Dans les œuvres littéraires négro-africaines, les traces d’oralités permettent à la fois d’indiquer les
origines de leurs auteurs, mais elles ont aussi une fonction anticolonialisme et révolutionnaire.
Dans une tempête, cette oralité apparaît dès le début de la pièce avec Caliban qui répond à son
maître en utilisant “Uhuru !” qui est un mot provenant de la langue swahilie qui signifie “Liberté !”.
Cela permet de faire comprendre que dès le début de la pièce, Caliban songe déjà à s’émanciper.
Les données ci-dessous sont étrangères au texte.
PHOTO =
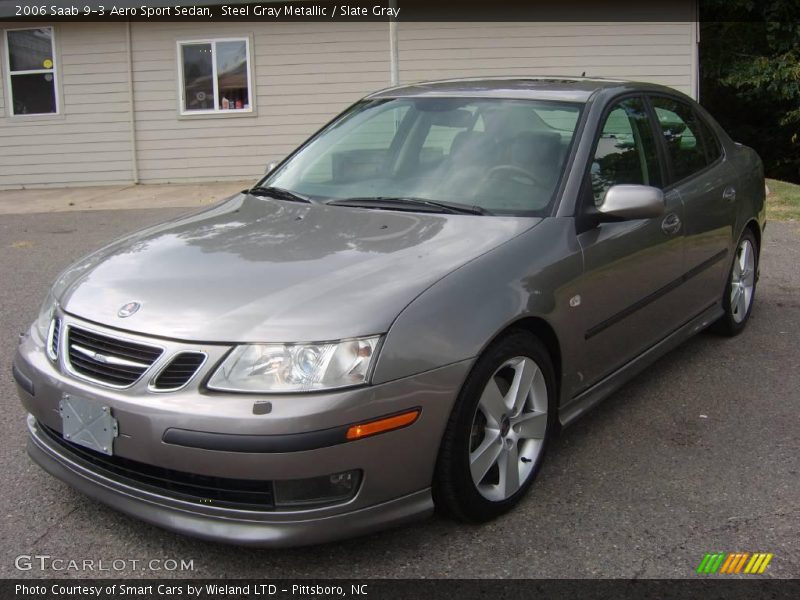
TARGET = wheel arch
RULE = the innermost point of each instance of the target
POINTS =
(544, 331)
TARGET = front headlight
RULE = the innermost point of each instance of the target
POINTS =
(270, 368)
(46, 312)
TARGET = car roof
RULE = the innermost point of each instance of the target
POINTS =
(565, 89)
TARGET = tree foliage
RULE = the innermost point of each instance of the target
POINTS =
(750, 76)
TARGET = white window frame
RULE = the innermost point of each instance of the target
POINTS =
(217, 110)
(53, 71)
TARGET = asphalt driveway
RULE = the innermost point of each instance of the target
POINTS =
(699, 454)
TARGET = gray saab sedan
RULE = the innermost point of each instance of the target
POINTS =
(400, 315)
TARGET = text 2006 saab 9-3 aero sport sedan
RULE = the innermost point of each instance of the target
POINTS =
(397, 317)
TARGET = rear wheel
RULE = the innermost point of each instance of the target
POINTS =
(497, 435)
(737, 300)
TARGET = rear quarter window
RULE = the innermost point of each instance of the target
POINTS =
(681, 129)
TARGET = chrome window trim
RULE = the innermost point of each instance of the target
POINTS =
(68, 365)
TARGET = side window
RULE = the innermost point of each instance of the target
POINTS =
(215, 76)
(444, 129)
(712, 143)
(362, 154)
(626, 151)
(681, 131)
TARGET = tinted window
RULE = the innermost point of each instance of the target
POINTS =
(712, 143)
(626, 151)
(681, 130)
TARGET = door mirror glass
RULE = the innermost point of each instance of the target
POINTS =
(632, 202)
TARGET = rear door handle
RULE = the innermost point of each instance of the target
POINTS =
(729, 194)
(671, 224)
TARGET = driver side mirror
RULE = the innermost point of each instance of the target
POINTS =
(632, 202)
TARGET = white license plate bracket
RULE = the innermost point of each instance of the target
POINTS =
(88, 424)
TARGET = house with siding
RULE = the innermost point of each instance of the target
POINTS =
(93, 103)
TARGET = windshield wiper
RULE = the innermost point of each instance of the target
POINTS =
(389, 203)
(277, 193)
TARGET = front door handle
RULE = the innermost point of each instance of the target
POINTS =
(729, 194)
(671, 224)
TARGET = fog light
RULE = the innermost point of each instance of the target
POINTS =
(327, 489)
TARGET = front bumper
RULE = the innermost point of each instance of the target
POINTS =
(397, 467)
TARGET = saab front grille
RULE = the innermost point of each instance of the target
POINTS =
(55, 336)
(248, 494)
(106, 359)
(179, 371)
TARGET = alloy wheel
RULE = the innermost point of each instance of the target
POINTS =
(508, 429)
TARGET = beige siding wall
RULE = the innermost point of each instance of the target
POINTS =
(89, 142)
(655, 52)
(305, 73)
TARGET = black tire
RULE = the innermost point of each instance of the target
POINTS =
(729, 325)
(454, 492)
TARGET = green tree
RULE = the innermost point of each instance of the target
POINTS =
(750, 76)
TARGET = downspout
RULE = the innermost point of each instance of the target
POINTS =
(695, 39)
(394, 57)
(134, 153)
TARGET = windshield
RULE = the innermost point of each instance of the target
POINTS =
(504, 156)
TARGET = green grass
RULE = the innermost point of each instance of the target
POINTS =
(783, 202)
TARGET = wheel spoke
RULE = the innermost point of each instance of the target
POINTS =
(509, 471)
(741, 303)
(485, 455)
(492, 403)
(749, 277)
(531, 425)
(743, 256)
(524, 373)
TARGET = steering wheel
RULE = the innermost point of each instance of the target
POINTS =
(513, 170)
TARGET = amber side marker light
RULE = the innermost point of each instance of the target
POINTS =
(356, 432)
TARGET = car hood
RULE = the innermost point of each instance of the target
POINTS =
(254, 269)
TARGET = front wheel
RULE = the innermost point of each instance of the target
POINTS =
(740, 290)
(496, 438)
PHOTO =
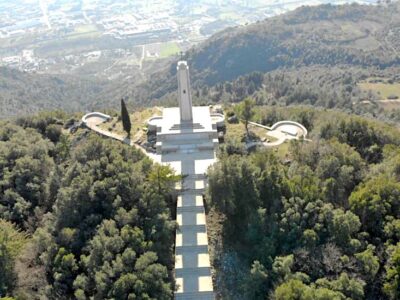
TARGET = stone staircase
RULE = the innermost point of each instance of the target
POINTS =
(192, 261)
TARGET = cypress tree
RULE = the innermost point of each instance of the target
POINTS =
(126, 121)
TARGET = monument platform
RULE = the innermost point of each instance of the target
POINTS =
(174, 135)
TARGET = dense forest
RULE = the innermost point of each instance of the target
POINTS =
(81, 216)
(319, 223)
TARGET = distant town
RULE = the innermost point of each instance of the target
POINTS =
(104, 38)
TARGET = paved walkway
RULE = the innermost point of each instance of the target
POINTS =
(192, 261)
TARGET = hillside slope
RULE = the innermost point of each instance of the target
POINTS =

Par ailleurs, Caliban, tout comme Ariel utilise souvent le chant qui est l’une des catégories de la
tradition orale comme cette chanson cantonnée par Caliban :

“Shango marche avec force


À travers le ciel, son promenoir
Shango est un secoueur de feu
chacun de ses pas ébranle le ciel
ébranle la terre
Shango Shango ho “

Shango est une divinité originaire d’Afrique de l’Ouest (Orisha). C’est le dieu de la foudre, mais
aussi de la bravoure. Ce n’est donc pas étonnant que Caliban chantonne des chants avec cet Orisha
en sachant qu’il souhaite se rebeller contre son maître. Dans la toute-puissance de ce Prospero
Sorcier, il s’en remet au pouvoir divin de ses dieux.

Le chant de Caliban est aussi en créole : “Ouendé, Ouendé, Ouendé Macaya” ( “manger encore un
peu, petit à petit, même si on a déjà mangé à sa faim”), qui permet à Caliban de se distraire pendant
qu’il travaille et que son estomac est vide.